Bereicherung des Alltags

Neben nützlichen Gerätschaften sollen die angehenden Gestalter auch Produkte entwerfen können, die angenehm anzusehen und zu einem vernünftigen Preis in Serie zu produzieren sind, „die lang Freude bereiten, gut funktionieren und den Alltag bereichern“, wie der Leiter des Studiengangs Industrial Design an der FH Joanneum, Michael Lanz, sagt. Am Alltag orientiertes Design setzt praxisnahen Unterricht voraus, umso mehr an einer FH: Semesterlange Projektarbeiten und Praktika sind auch hier in das Studium integriert, die Zusammenarbeit mit der Industrie ist eng. Für welche Branche entworfen wird, bestimme den Stellenwert von Zweckmäßigkeit und Ästhetik, sagt Lanz. „Gerade Exterior Design ist sehr skulptural, beim Automobildesign steht die Form im Vordergrund.“ Dem Bereich Transportation wird an der FH Joanneum seit jeher verstärkte Aufmerksamkeit gewidmet – ein Nahezu-Alleinstellungsmerkmal in Europa. Wie Lanz erklärt, soll es durch die Schaffung einer eigenen Vertiefungsrichtung künftig möglich sein, sich noch stärker darauf zu fokussieren. Insgesamt ist der Zugang technischer als beispielsweise an der Universität für angewandte Kunst, wo die künstlerische Gestaltung etwas mehr im Vordergrund steht.

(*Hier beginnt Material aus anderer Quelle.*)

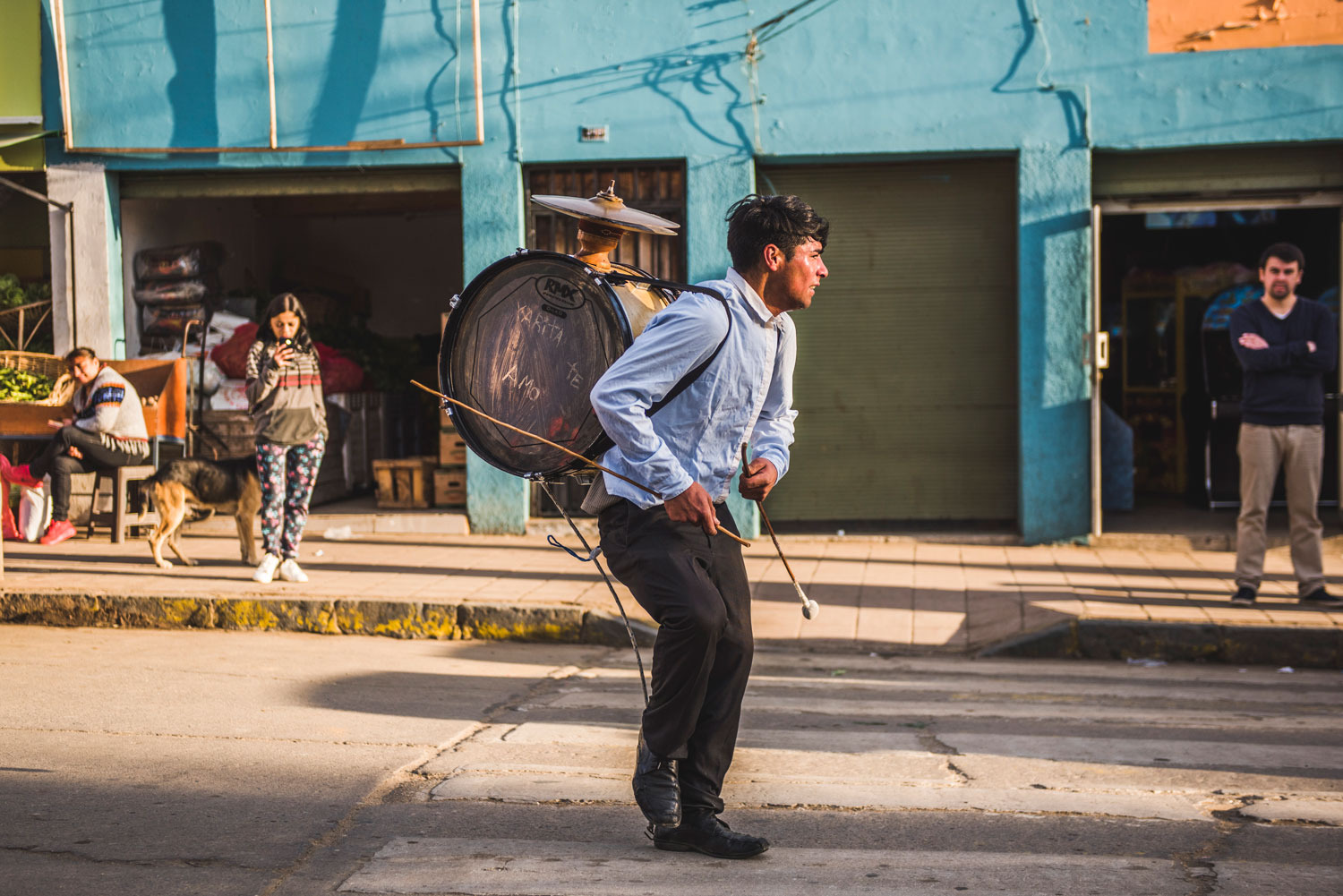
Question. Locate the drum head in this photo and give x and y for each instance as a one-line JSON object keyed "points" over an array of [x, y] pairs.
{"points": [[526, 341]]}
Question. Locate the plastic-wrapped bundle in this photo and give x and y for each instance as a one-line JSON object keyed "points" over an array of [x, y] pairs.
{"points": [[176, 293], [166, 320], [177, 262]]}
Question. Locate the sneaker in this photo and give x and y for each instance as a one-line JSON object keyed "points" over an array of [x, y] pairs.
{"points": [[266, 568], [58, 533], [1323, 600], [289, 571]]}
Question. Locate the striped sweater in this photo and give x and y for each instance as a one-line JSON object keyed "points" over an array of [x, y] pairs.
{"points": [[109, 407], [285, 402]]}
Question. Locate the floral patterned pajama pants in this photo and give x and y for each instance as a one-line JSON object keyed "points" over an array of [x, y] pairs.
{"points": [[287, 474]]}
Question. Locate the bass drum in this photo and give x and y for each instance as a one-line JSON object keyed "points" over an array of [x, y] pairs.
{"points": [[526, 343]]}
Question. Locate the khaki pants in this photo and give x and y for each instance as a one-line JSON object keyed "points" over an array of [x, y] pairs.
{"points": [[1300, 452]]}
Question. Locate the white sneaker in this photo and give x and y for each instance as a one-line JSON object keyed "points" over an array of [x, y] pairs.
{"points": [[266, 568], [289, 571]]}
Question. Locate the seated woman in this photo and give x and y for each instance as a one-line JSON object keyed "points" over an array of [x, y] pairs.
{"points": [[107, 430]]}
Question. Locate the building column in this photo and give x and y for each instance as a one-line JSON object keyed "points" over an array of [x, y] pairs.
{"points": [[712, 184], [1055, 321], [86, 287], [497, 503]]}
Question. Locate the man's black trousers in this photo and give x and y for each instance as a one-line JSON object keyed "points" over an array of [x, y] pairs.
{"points": [[56, 461], [696, 589]]}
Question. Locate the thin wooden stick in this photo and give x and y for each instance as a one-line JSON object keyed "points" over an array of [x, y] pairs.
{"points": [[509, 426], [808, 606], [575, 455]]}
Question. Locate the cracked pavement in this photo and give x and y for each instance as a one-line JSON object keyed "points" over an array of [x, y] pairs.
{"points": [[278, 764]]}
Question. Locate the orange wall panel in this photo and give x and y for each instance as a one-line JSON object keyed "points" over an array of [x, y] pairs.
{"points": [[1186, 26]]}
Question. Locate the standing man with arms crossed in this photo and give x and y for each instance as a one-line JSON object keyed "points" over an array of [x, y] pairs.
{"points": [[681, 570], [1286, 346]]}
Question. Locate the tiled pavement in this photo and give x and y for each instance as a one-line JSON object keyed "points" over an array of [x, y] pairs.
{"points": [[897, 592]]}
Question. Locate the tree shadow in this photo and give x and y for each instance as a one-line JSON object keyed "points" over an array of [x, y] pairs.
{"points": [[193, 43]]}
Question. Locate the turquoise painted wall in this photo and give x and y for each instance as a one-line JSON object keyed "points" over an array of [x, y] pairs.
{"points": [[835, 81]]}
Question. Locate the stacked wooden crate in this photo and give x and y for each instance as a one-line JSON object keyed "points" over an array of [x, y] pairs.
{"points": [[450, 476]]}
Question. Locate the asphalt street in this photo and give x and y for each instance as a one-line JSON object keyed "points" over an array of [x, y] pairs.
{"points": [[137, 762]]}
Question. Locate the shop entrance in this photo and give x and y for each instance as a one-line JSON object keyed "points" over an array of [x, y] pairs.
{"points": [[372, 255], [1170, 274]]}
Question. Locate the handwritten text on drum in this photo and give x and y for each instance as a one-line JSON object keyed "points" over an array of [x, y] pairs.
{"points": [[526, 386], [542, 325]]}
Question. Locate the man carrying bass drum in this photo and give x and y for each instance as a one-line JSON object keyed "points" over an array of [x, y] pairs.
{"points": [[682, 571]]}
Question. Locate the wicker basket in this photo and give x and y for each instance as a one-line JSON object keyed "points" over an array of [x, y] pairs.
{"points": [[50, 365]]}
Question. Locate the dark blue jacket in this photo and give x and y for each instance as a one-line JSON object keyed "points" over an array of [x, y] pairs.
{"points": [[1284, 383]]}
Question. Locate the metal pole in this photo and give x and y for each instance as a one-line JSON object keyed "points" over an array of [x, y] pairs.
{"points": [[475, 56], [270, 75]]}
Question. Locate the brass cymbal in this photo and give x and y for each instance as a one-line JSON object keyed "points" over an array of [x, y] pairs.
{"points": [[610, 209]]}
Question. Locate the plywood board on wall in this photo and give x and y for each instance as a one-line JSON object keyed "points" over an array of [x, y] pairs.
{"points": [[1187, 26]]}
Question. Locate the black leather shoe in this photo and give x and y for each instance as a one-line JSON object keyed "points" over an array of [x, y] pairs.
{"points": [[655, 788], [706, 833], [1323, 600]]}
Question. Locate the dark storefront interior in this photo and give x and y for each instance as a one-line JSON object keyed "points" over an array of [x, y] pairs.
{"points": [[1173, 375]]}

Dass sich jeder Designprozess aus Theorie, Kreativität und handwerklichen Fähigkeiten zusammensetzt, wird auch den Studenten am Designkolleg plus Aufbaulehrgang in St. Pölten vermittelt und ist Teil des Schulkonzepts: Voraussetzung für das Studium ist entweder die Reifeprüfung oder ein Fachschul- bzw. Lehrabschluss mit Meisterprüfung, wie Schulleiter Johannes Zederbauer erklärt. Die Absolventen des Aufbaulehrgangs erhalten zusätzlich zum Diplom ein Maturazeugnis. Neben Sprachen, Informatik und wirtschaftlichen Inhalten umfasst der Lehrplan Material- und Fertigungstechniken sowie Baukonstruktion. Sie sind das Theoriegerüst der beiden Themenschwerpunkte Produkt- und Innenraumdesign, „aber unsere Studierenden sind auch viel in der Werkstätte, wo sie Modelle und Prototypen bauen. Man merkt eine Riesensehnsucht der jungen Leute, mit ihren Händen etwas zu schaffen.“ Manche würden nach dem Abschluss den elterlichen Handwerksbetrieb übernehmen, andere etwa als Möbeldesigner arbeiten. Einige schließen ein einschlägiges Studium an, etliche an der New Design University in St. Pölten, nicht nur, weil das so nahe liegend ist: Ein, wie Zederbauer sagt, „attraktives Umstiegsmodell“ ermöglicht es Studierenden bei entsprechend gutem Kollegabschluss, in das zweite Jahr des Bachelorstudiums Innenarchitektur und dreidimensionale Gestaltung oder des Bachelorstudiengangs Design, Handwerk und materielle Kultur einzusteigen.

INFORMATION

Ausbildungen für Industrial Design

•Kunstuniversität Linz: Industrial Design Scionic (B.A., M.A.), www.ufg.ac.at

•Wifi-Kolleg und Aufbaulehrgang Design, www.designkolleg-stp.ac.at

•New Design University: diverse Bachelor- und Masterstudien, zweisemestriger Orientierungslehrgang, www.ndu.ac.at

•FH Joanneum: Industrial Design (B.A., M.A.), www.fh-joanneum.at

Universität für angewandte Kunst Wien: Industrial Design (Diplomstudium), www.dieangewandte.at

("Die Presse", Print-Ausgabe, 02.05.2015)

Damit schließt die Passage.